Brit Euro Shock Horror: Part II
A week ago we ran a post on MacroScope noting, in part, that Britons have a strange relationship with the euro, sometimes bordering on disbelief that it exists at all. Some new numbers from the monthly Bank of America Merrill Lynch fund managers poll underline the extent of UK scepticism compared with that of others.
For two months, BofA Merrill has asked fund managers around the world what they think will eventually happen as a result of the Greek debt crisis. Four choices are on offer:
1) The Greeks will sort it out themselves
2) The European Union will bail Greece out
3) Greece will default or restructure in an orderly manner and remain in the euro zone
4) Greece will default in a disorderly manner and exit the euro zone
Guess which region’s/country’s fund managers have been most likely to predict that Greece will leave the euro zone. You’re right — Britain.
Globally, the March poll shows 24 percent of respondents reckoning Greece will handle the debt problem itself , 52 percent seeing an EU bailout and 19 percent betting on an orderly restructuring. Only 2 percent predict default and euro zone exit.

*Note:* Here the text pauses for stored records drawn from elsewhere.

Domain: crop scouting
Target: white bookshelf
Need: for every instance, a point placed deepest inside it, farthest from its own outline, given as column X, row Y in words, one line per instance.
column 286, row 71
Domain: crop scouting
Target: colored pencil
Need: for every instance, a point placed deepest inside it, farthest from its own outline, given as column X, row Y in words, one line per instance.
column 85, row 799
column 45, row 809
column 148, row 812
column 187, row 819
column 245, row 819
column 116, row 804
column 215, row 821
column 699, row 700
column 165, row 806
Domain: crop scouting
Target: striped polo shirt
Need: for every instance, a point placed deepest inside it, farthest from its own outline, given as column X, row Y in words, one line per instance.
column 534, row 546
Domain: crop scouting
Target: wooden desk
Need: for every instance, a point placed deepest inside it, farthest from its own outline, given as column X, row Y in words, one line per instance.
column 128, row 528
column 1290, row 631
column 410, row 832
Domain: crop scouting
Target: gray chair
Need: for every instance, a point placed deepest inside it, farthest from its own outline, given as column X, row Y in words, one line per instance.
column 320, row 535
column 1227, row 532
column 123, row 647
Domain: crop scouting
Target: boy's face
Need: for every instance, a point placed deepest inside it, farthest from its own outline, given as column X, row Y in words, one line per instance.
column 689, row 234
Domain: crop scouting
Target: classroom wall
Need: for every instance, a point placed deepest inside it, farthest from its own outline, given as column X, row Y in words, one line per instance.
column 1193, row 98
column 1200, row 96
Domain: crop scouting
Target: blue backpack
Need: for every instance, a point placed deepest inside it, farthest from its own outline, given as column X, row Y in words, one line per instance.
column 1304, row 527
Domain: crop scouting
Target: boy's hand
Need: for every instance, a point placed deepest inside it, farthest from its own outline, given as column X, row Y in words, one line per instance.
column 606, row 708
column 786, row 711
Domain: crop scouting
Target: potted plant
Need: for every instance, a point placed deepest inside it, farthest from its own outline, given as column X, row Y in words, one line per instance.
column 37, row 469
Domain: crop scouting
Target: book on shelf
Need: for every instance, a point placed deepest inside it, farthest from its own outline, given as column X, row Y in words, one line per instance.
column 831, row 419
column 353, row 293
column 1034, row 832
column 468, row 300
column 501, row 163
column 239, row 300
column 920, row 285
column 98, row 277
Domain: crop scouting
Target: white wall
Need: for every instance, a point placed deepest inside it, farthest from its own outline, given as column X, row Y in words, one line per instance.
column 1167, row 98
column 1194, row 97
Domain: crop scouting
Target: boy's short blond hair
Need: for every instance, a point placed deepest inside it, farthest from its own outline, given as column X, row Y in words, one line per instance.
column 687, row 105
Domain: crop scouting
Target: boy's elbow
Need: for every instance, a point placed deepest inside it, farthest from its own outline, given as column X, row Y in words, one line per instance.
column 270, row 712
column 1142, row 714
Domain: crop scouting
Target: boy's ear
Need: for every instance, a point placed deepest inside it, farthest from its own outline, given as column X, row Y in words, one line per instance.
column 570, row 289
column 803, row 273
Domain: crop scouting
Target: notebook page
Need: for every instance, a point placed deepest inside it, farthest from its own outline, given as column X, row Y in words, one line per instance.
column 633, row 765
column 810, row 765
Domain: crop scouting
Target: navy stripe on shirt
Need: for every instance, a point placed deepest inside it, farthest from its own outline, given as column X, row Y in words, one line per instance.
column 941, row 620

Among British fund managers, however, 11 percent reckoned Greece was headed out of the euro zone. Back in February, this number was 22 percent. No other region/country comes close. No U.S. fund managers, for example, voted for the exit outcome.
It begs the question whether British investors and analysts know something that others do not. Or perhaps they are being influenced by decades of political and media scepticism. If the latter, is there not a danger of making the wrong financial decisions?